Over the years, former trainees have written to tell me about their first independent clinic, their first major mistake, their first teaching award, their first time realizing they sounded exactly like one of their mentors. That last message always makes me laugh. Every physician eventually discovers they have inherited a few phrases, a few rituals, and maybe one eyebrow raise from someone who trained them. In that sense, mentorship is medicine’s family resemblance.
And yes, the profession can be exhausting. Some days the paperwork feels undefeated. Some days the systems are so clumsy you wonder whether a committee designed them after losing a bet. But even then, I remain proud. Proud not because medicine is easy or always noble in execution, but because the people within it keep trying to make it worthy of the trust placed in us.

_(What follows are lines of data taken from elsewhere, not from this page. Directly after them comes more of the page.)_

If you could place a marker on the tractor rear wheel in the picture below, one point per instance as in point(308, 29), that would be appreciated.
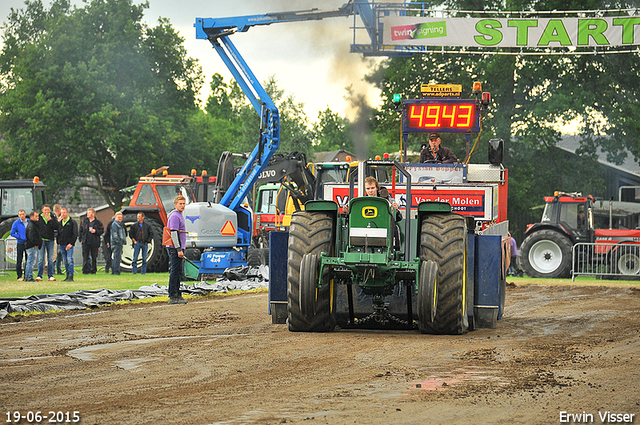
point(627, 261)
point(255, 257)
point(443, 239)
point(546, 253)
point(427, 294)
point(310, 233)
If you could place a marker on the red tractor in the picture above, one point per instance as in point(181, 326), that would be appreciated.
point(568, 219)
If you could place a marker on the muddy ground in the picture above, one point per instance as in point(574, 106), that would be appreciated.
point(559, 351)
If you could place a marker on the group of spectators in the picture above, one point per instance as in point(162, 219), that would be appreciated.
point(39, 234)
point(36, 237)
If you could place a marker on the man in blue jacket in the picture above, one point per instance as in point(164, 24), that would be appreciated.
point(19, 231)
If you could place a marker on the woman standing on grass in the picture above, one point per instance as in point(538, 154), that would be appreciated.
point(118, 239)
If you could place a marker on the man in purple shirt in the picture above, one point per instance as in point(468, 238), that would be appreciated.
point(176, 249)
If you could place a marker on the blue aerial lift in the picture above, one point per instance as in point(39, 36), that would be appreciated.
point(220, 233)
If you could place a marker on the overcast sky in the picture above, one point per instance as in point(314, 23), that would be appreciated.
point(310, 60)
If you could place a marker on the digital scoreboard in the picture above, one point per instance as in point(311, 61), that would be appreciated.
point(441, 115)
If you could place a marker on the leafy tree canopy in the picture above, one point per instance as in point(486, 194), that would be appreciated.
point(93, 91)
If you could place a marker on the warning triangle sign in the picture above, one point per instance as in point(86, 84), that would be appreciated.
point(228, 229)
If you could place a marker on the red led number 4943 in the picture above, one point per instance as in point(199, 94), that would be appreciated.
point(441, 116)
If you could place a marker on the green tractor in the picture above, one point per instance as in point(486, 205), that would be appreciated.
point(337, 263)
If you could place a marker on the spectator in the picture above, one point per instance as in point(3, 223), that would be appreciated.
point(176, 249)
point(118, 237)
point(511, 271)
point(19, 231)
point(32, 244)
point(67, 237)
point(433, 152)
point(57, 210)
point(106, 246)
point(90, 231)
point(141, 234)
point(48, 225)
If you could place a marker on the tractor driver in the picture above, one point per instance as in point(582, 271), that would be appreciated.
point(372, 188)
point(433, 152)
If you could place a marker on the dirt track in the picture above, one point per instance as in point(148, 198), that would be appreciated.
point(220, 360)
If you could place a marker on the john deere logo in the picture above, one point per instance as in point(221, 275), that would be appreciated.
point(369, 212)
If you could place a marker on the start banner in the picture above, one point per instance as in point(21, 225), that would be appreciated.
point(535, 33)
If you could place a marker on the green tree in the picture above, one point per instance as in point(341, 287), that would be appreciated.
point(332, 132)
point(92, 91)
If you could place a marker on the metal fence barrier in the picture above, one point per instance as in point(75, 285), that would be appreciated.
point(606, 260)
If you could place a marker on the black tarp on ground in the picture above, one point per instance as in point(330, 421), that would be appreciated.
point(237, 278)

That is why I still believe in mentoring. It keeps the profession human. It reminds experienced physicians that our legacy is not just what we personally accomplished, but what we helped others become. It teaches younger physicians that excellence and kindness are not competing goals. And it offers a powerful answer to the question many clinicians carry quietly: what, in the middle of all this pressure, still matters?
My answer is simple. The patient matters. The learner matters. The team matters. Character matters. And the pride we should protect is the kind that says: this work is sacred enough to do carefully, humble enough to do together, and important enough to pass on well.
Conclusion
After 25 years, I am more convinced than ever that mentoring is one of medicine’s greatest forms of stewardship. It carries knowledge forward, but it also carries values. It helps young physicians develop judgment, resilience, communication skills, and professional identity in a field that demands both precision and humanity. Just as important, it preserves pride in medicinenot vanity, but durable pride grounded in service, trust, lifelong learning, and compassion.
If medicine is to remain worthy of the public’s confidence, it must continue to train skilled clinicians and thoughtful professionals at the same time. That happens through mentoring. It happens when experienced physicians make time to teach, correct, encourage, and model what good care looks like. And it happens when the next generation sees that even in a complicated system, it is still possible to practice with integrity and to love the work for the right reasons.